Bin Zhu
Bin Zhu

Reputation: 211

Which data structure should I use?

I want to store some words and their occurrence times in a website, and I don't know which structure I should use.

Every time I add a word in the structure, it first checks if the word already exists, if yes, the occurrence times plus one, if not, add the word into the structure. Thus I can find an element very fast by using this structure. I guess I should use a hashtable or hashmap, right?

And I also want to get a sorted list, thus the structure can be ranked in a short time.

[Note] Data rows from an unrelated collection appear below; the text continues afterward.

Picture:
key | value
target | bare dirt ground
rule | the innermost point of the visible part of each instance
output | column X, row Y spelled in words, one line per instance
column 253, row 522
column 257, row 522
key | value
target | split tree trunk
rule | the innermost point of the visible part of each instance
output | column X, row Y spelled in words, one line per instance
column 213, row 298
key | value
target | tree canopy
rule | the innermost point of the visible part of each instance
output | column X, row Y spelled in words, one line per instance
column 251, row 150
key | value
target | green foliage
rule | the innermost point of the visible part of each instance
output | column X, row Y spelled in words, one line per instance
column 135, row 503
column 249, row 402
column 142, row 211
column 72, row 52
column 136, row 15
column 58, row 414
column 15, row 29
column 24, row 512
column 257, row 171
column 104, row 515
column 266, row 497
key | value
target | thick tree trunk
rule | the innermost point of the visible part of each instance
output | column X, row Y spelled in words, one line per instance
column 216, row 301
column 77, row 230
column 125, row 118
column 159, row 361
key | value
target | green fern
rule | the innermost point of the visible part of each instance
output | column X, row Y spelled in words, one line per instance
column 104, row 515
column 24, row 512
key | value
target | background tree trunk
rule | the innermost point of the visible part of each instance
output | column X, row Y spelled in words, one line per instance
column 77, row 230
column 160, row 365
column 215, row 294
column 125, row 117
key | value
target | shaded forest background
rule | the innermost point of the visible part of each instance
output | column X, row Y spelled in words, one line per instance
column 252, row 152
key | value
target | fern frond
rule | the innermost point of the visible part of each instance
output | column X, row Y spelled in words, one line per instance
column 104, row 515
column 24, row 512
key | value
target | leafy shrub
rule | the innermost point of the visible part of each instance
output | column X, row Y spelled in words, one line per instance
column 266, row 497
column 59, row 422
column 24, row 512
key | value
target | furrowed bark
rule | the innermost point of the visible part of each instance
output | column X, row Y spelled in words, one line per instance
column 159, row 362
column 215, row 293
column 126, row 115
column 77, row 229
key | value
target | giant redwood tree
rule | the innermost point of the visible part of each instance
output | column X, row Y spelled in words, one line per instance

Forgot to mention, I am using Java to write it.

Thanks guys! :)

Upvotes: 0

Views: 157

Answers (5)

Juned Ahsan
Juned Ahsan

Reputation: 68715

Define a Hashmap with word as the key and counter as the value

Map<String,Integer> wordsCountMap = new HashMap<String,Integer>();

Then add the logic like this:

  • When you get a word, check for it in the map using containsKey method
  • If key(word) is found, fetch the value using get and increment the value
  • If key(word) is not found, add the value using thw word as key and put with count 1 as value

Upvotes: 1

veritas
veritas

Reputation: 2444

Any Map Implementation Will Do. If Localized Changes prefer HashMap otherWise ConcurrentHashMap for multithreading.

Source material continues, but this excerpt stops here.